Since last March, university administrators have insisted that the matter was largely a student issue, to be handled by the students. Fox reiterated that stance to Fox News in October.

Fast-forward to November, and Dr. Fox became Mr. Hyde, as the university refused student government leaders’ demands to bring the station’s broadcast back on air and issued its own list of demands that makes Austria’s ultimatum to Serbia in the run-up to World War I look like a Christmas card.

So where was the university’s integrity then?

Then there is acting Assistant Vice Chancellor of Student Life Gary R. Ratcliff, the man at the center of the SRTV debacle. During last year’s student co-op crisis, while wearing the hat of the University Centers director, Ratcliff was asked by the University Centers Advisory Board why student-funded facilities were not overseen by an actual board of student directors, instead of an impotent and symbolic “advisory” body.

He didn’t answer. Of all of his years as the University Centers head, Ratcliff said instead, “I have never done anything the students didn’t want me to do.”
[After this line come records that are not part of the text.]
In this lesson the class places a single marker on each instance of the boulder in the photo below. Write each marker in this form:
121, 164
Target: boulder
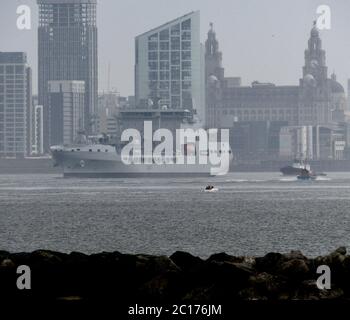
185, 261
269, 263
295, 269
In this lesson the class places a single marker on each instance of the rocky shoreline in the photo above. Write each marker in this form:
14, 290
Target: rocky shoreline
181, 277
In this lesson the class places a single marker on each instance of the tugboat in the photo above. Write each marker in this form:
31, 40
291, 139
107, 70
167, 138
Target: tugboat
306, 175
295, 169
211, 188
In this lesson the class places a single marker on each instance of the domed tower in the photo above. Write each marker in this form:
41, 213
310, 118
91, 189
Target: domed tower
213, 57
214, 76
315, 106
315, 59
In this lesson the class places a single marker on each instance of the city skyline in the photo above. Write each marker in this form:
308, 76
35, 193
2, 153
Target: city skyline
280, 42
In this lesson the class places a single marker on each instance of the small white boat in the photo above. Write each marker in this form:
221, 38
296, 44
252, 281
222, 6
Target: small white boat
211, 189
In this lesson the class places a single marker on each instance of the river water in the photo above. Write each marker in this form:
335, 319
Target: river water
251, 214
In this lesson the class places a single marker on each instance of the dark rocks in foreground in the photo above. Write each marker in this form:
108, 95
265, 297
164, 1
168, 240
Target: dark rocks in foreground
180, 277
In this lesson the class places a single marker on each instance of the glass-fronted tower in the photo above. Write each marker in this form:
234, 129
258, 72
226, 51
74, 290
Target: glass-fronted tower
169, 66
15, 105
67, 38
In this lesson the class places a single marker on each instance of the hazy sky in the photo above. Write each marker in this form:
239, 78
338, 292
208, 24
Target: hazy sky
260, 39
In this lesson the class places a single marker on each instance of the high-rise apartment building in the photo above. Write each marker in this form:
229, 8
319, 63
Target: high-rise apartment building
67, 38
169, 66
15, 105
66, 111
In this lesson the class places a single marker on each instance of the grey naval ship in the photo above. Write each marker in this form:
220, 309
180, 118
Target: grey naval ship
105, 161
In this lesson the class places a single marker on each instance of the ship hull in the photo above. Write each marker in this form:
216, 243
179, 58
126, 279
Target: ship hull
109, 165
291, 171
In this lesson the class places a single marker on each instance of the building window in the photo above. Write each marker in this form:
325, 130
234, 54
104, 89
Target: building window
175, 30
186, 25
164, 35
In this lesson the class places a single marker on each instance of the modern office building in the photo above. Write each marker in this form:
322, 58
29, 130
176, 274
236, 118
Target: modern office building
15, 105
66, 111
67, 40
38, 131
169, 67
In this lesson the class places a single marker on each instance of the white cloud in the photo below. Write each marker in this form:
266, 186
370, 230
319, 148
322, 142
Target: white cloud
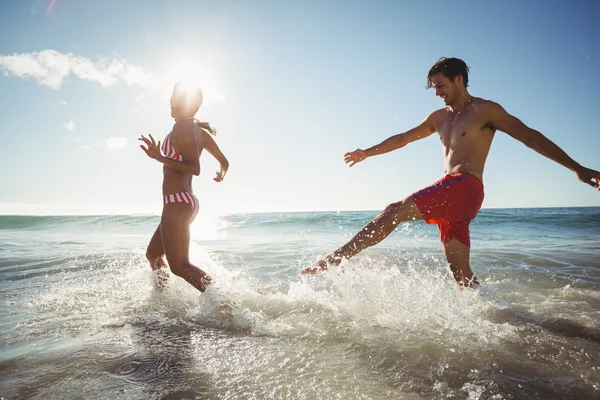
70, 126
114, 144
50, 68
88, 147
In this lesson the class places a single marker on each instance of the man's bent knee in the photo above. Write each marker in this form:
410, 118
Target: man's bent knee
402, 210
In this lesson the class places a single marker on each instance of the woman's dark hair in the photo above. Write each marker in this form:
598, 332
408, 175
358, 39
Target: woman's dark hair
450, 68
193, 97
207, 126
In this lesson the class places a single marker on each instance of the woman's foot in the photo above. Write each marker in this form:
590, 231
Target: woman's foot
322, 265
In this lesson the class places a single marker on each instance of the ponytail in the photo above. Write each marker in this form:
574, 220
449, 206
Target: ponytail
207, 126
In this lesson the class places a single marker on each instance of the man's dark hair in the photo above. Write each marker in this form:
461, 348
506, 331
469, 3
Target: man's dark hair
450, 68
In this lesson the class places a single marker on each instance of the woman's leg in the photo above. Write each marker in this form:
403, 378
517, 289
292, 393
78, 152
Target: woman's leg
175, 234
155, 255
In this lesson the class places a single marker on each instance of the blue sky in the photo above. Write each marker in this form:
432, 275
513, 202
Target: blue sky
290, 86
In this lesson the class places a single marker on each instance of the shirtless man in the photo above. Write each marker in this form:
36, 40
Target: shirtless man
466, 126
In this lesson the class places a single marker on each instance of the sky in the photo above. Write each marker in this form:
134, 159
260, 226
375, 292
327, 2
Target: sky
290, 87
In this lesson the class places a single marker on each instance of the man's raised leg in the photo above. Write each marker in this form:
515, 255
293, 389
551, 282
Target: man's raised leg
457, 255
373, 233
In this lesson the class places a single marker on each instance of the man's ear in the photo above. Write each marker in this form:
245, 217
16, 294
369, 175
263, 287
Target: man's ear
458, 79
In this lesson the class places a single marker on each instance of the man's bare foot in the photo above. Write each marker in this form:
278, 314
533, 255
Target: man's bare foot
204, 282
161, 278
468, 283
322, 265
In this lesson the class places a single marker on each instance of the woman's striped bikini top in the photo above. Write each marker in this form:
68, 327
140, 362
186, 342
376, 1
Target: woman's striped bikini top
169, 151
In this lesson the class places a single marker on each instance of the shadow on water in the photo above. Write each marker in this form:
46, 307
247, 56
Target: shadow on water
162, 363
144, 359
544, 362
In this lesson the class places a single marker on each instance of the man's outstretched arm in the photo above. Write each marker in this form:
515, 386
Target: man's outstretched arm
533, 139
425, 129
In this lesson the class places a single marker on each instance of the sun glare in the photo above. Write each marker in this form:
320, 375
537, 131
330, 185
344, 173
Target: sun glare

There is a first time for everything, as Ratcliff proves today by continuing to block SRTV’s return, even as the students continue to make clear that it’s something they, in fact, do not want him to do.

It seems that enforcing made-up rules about student television is easier than enforcing real rules about integrity.

Surely, UCSD administrators could use some help in finding ethical values and standards. Sadly, the regents’ regal pronouncement does little in that regard.